Diary Archives already exist in Italy, France, Belgium, Finland, Germany and Spain. The dynamic Italian archive in Tuscany, The National Diary Archive of Santo Stefano, was set up 1985, with a complete catalogue published in 2003, which is now available online. The archive is connected to an extraordinary museum showcasing different aspects of the collection - individual diaries can be viewed by appointment. The organisation stages frequent events and discussions focusing on the history of the diary and its role in Italian culture, documented in their magazine, Prima Persona.

www.archiviodiari.it

Diary Dealers

A few years ago, a historian from The British Museum, Irving Finkel was introduced by a dealer to a vast collection of diaries spanning from 1879 to 1955, written by Godfrey Williams.
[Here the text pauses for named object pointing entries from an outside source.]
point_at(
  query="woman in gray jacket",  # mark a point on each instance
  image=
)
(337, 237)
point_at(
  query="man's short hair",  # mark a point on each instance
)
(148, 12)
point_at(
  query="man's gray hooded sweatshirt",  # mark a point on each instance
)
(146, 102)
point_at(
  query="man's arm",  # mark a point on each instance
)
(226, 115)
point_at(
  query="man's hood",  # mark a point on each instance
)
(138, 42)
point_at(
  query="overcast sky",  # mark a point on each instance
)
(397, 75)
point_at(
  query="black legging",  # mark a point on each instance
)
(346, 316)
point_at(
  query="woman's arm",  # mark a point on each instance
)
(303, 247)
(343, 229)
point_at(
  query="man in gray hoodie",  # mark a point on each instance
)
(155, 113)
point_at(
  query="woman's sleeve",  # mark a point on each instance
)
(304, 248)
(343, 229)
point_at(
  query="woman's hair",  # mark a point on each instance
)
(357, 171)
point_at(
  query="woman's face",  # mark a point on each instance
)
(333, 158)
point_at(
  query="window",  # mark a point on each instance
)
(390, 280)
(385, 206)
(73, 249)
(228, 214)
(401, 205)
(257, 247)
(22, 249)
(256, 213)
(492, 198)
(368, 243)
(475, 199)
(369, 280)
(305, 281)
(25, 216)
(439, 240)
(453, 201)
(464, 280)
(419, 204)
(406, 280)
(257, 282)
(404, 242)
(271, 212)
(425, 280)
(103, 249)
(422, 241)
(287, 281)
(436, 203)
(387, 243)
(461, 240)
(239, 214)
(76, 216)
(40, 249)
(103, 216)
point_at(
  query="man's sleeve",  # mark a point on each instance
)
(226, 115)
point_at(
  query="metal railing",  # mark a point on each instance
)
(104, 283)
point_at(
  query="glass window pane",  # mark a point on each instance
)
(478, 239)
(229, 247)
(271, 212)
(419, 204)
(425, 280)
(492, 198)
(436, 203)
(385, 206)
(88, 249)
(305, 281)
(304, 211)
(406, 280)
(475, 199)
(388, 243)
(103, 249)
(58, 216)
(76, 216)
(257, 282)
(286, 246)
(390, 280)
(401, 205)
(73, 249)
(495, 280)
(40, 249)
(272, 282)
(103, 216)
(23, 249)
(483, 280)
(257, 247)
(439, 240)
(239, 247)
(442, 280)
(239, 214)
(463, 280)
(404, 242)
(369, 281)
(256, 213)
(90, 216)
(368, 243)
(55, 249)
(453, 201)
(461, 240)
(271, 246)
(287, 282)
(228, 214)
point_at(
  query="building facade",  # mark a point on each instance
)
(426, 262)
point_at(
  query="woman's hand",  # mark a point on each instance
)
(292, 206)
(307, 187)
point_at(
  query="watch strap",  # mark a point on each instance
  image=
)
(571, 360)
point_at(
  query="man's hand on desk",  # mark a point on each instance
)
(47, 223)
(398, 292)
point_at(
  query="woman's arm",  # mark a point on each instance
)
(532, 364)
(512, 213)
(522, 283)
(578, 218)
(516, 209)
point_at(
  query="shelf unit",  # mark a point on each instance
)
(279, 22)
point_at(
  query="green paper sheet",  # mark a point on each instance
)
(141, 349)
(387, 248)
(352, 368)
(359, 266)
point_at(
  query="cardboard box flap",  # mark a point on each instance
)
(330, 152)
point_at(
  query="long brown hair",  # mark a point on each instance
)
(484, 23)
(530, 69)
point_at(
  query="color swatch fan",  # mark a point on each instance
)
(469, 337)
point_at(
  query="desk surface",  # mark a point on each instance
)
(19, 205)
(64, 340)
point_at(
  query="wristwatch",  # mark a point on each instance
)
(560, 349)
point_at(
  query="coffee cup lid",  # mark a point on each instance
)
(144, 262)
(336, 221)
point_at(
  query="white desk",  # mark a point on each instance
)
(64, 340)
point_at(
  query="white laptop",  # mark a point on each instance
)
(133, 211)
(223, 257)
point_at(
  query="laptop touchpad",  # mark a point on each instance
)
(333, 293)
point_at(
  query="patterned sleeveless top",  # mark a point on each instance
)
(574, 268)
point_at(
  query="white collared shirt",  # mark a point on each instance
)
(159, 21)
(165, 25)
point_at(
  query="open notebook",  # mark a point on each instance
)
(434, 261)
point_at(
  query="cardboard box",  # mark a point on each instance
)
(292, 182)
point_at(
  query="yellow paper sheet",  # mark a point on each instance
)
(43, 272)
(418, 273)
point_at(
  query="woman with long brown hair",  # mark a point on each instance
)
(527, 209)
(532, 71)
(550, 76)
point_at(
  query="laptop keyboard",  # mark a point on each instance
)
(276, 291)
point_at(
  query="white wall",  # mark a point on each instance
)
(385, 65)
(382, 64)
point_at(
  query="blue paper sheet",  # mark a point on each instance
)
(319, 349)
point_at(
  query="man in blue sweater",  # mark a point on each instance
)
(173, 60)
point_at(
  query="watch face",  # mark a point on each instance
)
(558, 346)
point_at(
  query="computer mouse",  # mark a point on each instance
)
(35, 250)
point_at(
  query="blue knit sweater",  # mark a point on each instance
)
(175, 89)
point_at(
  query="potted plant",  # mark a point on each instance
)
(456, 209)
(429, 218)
The diaries had no where to go - The Imperial War Museum was only interested in the parts which covered the wars and the dealer who held them did not want to separate the collection. Out of curiosity Finkel decided to buy the complete volumes and so began a new kind of reading experience – he was hooked: “Each close-written and absorbing volume …as gripping as a novel… a winding inky narrative which observed and appraised the unpredictable unrolling of a good part of the twentieth century”. Finkel has been collecting and salvaging lost and unwanted diaries ever since, which he believes reveal the lives of otherwise undocumented and unknown individuals, trades, words and behaviour, which have slipped through the net. His ever-expanding collection is crammed into cabinets and boxes, threatening to take over his entire office behind the scenes at the British Museum, tucked away within a maze-like network of winding staircases and secret libraries. What is needed is an archive where all diaries could be sent and catalogued for future research or exhibition.